Howard Hughes Medical Institute, Department of Biochemistry and Molecular Biophysics, Columbia University Medical Center, New York, New York 10032, USA.
Nature (Impact Factor: 41.46). 04/2009; 458(7240):885-9. DOI: 10.1038/nature07929
Source: PubMed


Dopamine signalling regulates a variety of complex behaviours, and defects in dopamine neuron function or survival result in severe human pathologies, such as Parkinson's disease. The common denominator of all dopamine neurons is the expression of dopamine pathway genes, which code for a set of phylogenetically conserved proteins involved in dopamine synthesis and transport.
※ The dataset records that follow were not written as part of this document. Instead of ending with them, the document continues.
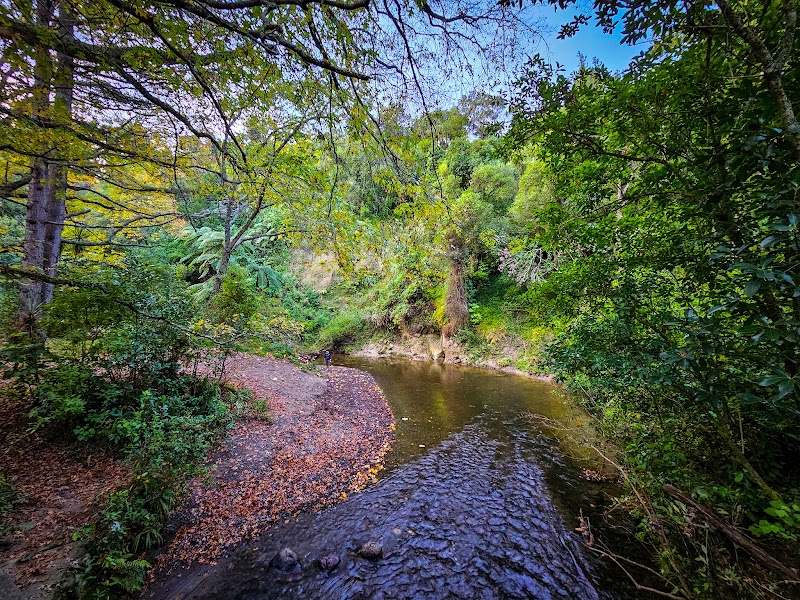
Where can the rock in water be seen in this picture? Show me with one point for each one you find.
(285, 560)
(329, 562)
(371, 550)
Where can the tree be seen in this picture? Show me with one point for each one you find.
(675, 196)
(89, 87)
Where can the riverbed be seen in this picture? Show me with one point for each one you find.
(478, 500)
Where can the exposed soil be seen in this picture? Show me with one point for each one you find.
(325, 439)
(436, 348)
(63, 486)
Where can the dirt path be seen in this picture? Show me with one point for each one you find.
(326, 439)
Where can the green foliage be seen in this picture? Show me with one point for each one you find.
(10, 498)
(495, 183)
(342, 329)
(783, 521)
(236, 301)
(112, 376)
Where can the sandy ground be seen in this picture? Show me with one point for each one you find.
(326, 438)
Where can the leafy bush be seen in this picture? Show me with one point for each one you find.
(343, 328)
(10, 497)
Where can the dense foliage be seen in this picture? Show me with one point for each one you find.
(633, 234)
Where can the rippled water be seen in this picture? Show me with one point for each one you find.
(474, 504)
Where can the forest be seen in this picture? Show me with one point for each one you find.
(184, 180)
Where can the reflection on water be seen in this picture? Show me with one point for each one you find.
(464, 510)
(430, 400)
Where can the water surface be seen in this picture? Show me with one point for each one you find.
(477, 501)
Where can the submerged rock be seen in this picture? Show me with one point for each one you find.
(371, 550)
(285, 560)
(329, 562)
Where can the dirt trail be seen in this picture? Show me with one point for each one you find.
(326, 439)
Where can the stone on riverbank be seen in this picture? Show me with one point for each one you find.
(371, 550)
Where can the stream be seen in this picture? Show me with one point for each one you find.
(477, 500)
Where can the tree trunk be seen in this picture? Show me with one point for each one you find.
(456, 307)
(47, 191)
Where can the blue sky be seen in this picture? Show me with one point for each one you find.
(590, 41)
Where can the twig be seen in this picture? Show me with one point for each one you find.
(736, 536)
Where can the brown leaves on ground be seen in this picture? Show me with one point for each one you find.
(63, 487)
(326, 439)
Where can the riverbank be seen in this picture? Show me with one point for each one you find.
(437, 348)
(325, 439)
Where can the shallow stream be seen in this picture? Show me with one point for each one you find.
(477, 501)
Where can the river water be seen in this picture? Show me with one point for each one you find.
(477, 501)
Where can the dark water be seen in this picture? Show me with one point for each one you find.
(477, 501)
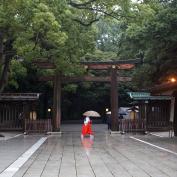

Gene regulatory mechanisms that result in the direct activation of dopamine pathway genes and thereby ultimately determine the identity of dopamine neurons are poorly understood in all systems studied so far. Here we show that a simple cis-regulatory element, the dopamine (DA) motif, controls the expression of all dopamine pathway genes in all dopaminergic cell types in Caenorhabditis elegans. The DA motif is activated by the ETS transcription factor AST-1. Loss of ast-1 results in the failure of all distinct dopaminergic neuronal subtypes to terminally differentiate. Ectopic expression of ast-1 is sufficient to activate the dopamine pathway in some cellular contexts. Vertebrate dopamine pathway genes also contain phylogenetically conserved DA motifs that can be activated by the mouse ETS transcription factor Etv1 (also known as ER81), and a specific class of dopamine neurons fails to differentiate in mice lacking Etv1. Moreover, ectopic Etv1 expression induces dopaminergic fate marker expression in neuronal primary cultures. Mouse Etv1 can also functionally substitute for ast-1 in C. elegans. Our studies reveal a simple and apparently conserved regulatory logic of dopamine neuron terminal differentiation and may provide new entry points into the diagnosis or therapy of conditions in which dopamine neurons are defective.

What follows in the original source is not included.